Pakistan needs credible second-strike capability for stable deterrence: Zamir

Webinar on ‘India’s Counterforce Temptations’ , Former envoy to UN says country has made progress to penetrate India’s ballistic missile defence system through development of cruise missiles and multiple independently targetable re-entry vehicles

ISLAMABAD - Former Pakistan ambassador to the United Nations and Conference on Disarmament Zamir Akram on Thursday stressed the need for developing a credible second-strike capability for stable deterrence.

He was speaking at a webinar hosted by the Strategic Vision Institute ‘India’s Counterforce Temptations.’

It should be recalled that the statements by Indian leaders and development of nuclear capabilities point to a possible strategy of a pre-emptive strike against Pakistan’s nuclear forces in the eventuality of a crisis.

Besides, the sea-based second-strike capability, Ambassador Akram said Pakistan needed longer-range missiles and anti-satellite weapon capability to counter India’s counter force temptations.

He also called for enhancing the capability to penetrate India’s ballistic missile defence system. He said that progress made in this regard by Pakistan through development of cruise missiles and multiple independently targetable re-entry vehicles.

Dr Adil Sultan, acting dean at Air University’s Faculty of Aerospace Sciences and Strategic Studies, said that India was enhancing its second-strike capability through development of hypersonic weapons.

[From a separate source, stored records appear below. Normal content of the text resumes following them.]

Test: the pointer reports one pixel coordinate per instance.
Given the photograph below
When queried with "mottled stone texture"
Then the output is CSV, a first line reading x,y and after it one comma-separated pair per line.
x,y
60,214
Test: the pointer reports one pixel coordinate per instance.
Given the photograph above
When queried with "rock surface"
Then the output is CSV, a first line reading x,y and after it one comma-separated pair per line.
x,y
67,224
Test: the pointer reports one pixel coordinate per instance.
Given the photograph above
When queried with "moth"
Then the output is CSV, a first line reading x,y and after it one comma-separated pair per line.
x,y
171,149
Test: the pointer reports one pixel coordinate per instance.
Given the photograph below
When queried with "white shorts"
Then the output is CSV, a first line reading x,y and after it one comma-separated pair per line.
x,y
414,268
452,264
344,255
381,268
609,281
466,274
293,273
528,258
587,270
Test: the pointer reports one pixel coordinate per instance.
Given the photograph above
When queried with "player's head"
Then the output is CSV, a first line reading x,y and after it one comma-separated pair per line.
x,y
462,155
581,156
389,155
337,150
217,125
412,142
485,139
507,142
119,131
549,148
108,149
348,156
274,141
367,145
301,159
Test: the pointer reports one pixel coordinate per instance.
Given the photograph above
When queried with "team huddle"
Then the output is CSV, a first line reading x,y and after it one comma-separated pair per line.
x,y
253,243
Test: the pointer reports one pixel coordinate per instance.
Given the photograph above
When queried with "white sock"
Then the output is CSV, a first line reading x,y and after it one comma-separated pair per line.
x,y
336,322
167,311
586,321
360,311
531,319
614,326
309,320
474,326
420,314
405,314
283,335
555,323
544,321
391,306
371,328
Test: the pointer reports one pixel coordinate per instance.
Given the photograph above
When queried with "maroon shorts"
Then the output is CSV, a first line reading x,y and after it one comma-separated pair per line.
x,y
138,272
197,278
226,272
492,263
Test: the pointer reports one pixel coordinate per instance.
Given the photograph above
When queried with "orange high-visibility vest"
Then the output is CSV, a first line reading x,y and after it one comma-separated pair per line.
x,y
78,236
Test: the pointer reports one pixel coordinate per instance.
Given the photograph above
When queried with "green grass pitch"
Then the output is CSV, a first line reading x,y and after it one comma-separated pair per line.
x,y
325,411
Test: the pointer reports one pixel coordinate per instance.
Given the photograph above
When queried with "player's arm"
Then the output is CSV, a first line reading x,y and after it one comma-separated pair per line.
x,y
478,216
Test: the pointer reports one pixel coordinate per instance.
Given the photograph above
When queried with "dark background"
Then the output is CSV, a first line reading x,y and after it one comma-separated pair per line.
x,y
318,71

He said that hypersonic weapons were considered to be more effective against short-range ballistic missiles such as Nasr. India’s intentions, he asserted, were to use hypersonic weapon as a deterrent against Pakistan by implementing its Cold Start Doctrine.

Dr Rizwana Abbassi, head of international relations department at National University of Modern Languages, said that India believed to be enjoying an edge over Pakistan because of the new technologies that it had acquired or developed.

Indian temptations, she said, though hard to materialise at a practical level were undermining the broader strategic stability and were thereby increasing nuclear risk and generating a new sort of arms race in South Asia.

Both South Asian rivals, Dr Abbassi argued, will have to turn to dialogue in one way or another; promote risk reduction, avoid an intense arms race, exercise restraint, and adopt confidence-building measures. She said that this course was the only way forward.

President SVI Dr Zafar Iqbal Cheema, while inaugurating the session, noted with concern that India was drifting away from its stated Draft Nuclear Doctrine of 1999, and was deliberately creating ambiguity about it. He insisted that Pakistan was particularly concerned about the shifts in India’s nuclear doctrine, because it was principally affected by India’s nuclear posture.